2 Comments
User's avatar
Richard Di Castri's avatar

Matt

I'm just part way into the interview - FANTASTIC! I think I've said this before, but your approach to creativity has been SO inspiring to me.

In my case, I'm hearing clarification around my own engagement with Painting, and my choice to remain free of the pressure to validate my work by gallery showings or sales. I have sold some pieces over the years, but this is not my goal in painting. I do not feel I need to make images which appeal to onlookers - my subjects tend to be expressions of the denizens and their domains in my unconscious. My paintings are my "stories" - often dark, as they struggle onto the canvas. I feel they use me as a sort of portal. When I am surprised by a piece which I could never have painted by my own volition - I know I'm doing what I'm supposed to do.

These past six years, my Art is being channeled into care giving.

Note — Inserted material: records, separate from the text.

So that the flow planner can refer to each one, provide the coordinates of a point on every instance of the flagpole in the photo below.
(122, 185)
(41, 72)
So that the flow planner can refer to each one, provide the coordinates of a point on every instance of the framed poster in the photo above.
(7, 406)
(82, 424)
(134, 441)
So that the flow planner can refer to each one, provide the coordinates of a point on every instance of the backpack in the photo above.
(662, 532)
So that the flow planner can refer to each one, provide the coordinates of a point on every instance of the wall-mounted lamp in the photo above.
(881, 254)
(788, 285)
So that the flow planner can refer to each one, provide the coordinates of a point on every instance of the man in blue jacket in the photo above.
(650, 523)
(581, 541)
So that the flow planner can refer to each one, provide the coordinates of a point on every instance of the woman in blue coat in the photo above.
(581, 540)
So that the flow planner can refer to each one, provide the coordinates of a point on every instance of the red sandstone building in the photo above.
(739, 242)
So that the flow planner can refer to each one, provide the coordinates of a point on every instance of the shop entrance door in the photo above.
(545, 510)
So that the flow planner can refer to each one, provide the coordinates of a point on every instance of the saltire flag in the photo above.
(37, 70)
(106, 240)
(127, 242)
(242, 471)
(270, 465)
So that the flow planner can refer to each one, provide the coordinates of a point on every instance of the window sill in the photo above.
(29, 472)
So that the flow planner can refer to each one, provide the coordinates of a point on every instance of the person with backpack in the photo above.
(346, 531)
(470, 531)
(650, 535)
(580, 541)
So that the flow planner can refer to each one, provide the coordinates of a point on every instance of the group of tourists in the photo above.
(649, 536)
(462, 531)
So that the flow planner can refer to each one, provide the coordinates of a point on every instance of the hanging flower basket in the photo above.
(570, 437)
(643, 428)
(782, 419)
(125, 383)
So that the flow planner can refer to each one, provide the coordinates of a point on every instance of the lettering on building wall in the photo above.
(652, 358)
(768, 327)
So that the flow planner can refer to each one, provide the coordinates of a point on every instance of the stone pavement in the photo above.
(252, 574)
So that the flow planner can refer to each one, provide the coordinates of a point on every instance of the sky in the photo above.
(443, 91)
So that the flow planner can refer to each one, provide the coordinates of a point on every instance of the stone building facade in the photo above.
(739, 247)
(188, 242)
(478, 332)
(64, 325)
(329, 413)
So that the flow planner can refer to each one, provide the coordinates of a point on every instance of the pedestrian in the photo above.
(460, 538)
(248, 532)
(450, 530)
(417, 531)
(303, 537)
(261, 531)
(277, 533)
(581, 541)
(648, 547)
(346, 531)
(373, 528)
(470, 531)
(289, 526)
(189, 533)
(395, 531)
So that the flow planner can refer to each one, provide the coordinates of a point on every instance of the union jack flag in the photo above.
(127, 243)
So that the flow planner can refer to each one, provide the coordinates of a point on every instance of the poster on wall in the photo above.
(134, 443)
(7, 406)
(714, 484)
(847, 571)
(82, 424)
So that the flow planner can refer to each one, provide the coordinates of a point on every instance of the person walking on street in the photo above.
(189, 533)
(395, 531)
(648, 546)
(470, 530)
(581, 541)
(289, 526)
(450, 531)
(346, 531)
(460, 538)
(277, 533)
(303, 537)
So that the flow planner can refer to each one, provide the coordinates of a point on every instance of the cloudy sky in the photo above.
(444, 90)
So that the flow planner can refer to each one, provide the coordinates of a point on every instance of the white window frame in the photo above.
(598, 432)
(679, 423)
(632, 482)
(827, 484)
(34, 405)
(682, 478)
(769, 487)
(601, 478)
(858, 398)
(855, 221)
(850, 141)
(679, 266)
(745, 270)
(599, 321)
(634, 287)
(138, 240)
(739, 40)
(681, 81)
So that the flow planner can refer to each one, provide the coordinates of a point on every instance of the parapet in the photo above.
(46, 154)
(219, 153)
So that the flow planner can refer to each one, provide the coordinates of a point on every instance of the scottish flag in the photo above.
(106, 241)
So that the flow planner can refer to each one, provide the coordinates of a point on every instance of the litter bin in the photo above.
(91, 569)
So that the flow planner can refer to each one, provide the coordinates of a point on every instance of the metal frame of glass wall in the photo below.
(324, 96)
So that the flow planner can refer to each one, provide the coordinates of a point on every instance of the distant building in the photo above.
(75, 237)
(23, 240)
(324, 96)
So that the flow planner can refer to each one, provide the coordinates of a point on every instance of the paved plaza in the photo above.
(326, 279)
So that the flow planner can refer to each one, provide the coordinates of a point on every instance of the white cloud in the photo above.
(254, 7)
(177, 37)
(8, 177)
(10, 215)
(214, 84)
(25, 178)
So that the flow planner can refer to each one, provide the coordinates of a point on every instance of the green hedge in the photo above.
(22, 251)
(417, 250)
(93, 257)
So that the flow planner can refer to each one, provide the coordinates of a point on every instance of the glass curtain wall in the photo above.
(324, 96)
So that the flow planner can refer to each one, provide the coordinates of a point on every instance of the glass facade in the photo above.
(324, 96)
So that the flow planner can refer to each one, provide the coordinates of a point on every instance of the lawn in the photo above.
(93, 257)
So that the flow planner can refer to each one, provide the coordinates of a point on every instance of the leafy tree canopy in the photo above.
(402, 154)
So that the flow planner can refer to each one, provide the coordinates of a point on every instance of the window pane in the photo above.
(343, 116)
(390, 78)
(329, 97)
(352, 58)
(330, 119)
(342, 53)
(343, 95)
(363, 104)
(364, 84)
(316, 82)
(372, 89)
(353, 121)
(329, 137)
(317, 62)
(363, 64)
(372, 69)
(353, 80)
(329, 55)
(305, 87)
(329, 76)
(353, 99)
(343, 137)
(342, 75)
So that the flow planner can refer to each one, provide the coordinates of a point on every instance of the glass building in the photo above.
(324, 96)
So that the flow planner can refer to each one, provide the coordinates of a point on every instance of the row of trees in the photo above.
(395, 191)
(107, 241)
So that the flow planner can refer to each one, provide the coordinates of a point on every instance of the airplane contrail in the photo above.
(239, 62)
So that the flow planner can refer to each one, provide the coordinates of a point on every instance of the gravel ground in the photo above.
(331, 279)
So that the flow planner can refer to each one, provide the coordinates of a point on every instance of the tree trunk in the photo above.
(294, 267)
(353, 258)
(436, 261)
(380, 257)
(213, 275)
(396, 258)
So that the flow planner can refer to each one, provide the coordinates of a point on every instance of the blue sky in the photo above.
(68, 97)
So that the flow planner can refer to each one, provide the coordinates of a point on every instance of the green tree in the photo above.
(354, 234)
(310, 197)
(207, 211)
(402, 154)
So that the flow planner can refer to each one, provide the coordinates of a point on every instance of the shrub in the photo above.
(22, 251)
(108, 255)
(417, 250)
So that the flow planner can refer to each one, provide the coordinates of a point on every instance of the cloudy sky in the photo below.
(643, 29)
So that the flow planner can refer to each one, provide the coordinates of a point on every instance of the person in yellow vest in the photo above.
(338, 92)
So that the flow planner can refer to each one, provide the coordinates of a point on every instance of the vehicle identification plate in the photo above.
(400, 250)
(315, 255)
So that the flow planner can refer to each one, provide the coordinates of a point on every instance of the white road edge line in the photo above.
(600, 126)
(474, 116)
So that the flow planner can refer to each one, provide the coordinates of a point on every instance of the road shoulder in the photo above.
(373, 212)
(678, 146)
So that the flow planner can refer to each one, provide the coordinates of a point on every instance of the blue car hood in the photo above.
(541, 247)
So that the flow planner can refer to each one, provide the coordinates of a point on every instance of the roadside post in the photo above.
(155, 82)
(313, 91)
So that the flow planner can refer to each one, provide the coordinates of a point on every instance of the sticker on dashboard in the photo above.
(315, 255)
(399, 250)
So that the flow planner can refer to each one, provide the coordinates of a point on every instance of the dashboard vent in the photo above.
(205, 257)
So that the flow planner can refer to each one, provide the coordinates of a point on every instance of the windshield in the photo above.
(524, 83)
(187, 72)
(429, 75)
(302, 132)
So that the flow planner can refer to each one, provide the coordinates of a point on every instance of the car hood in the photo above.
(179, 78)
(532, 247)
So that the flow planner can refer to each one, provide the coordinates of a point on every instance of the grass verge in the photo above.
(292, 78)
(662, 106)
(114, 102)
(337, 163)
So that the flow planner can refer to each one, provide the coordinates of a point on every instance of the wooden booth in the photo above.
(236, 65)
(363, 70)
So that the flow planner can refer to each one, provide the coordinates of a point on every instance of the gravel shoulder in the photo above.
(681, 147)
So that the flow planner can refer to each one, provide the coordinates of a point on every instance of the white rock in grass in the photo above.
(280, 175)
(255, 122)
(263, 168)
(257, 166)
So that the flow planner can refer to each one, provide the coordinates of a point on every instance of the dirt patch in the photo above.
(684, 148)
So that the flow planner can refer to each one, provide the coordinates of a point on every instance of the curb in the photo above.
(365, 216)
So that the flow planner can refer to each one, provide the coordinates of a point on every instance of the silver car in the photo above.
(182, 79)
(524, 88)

My studio is now functioning as a storage space - my easel unoccupied. There was a period when I despaired Fate's not-so-gentle nudge into the heavy realms of disease and dementia - supporting loved ones through end of life terror and suffering - but I've come to realize the Daimon's presence as having also prepared me to make this present calling - ART - inverting the daylight distraction of living, into the crucible of uncertainty.

Your lucid voice reiterates this for me - it is not ME doing Art....( or care giving ). It is something other.

Thank you for your wisdom and inspiration - now back to the interview.

Matt Cardin's avatar

Your words are just so poignant, Richard. As I read them, I can't help thinking of what Ken and Treya Killam Wilber went through together in the 1980s when she was diagnosed with breast cancer just ten days into their marriage. He has written movingly about the way he felt torn from his spiritual center as he realized he had to abandon meditation to be there with her and for her. Then he further realized that this in itself had become his spiritual practice, the very place that he and they needed to be. His characterization of the whole thing as a combination of grace and grit (which became the title of his/their memoir of that time together) has always struck me as deeply moving. I know everyone's circumstances, definitely including those of you and your partner, are unique. But as I said, the resonances are there.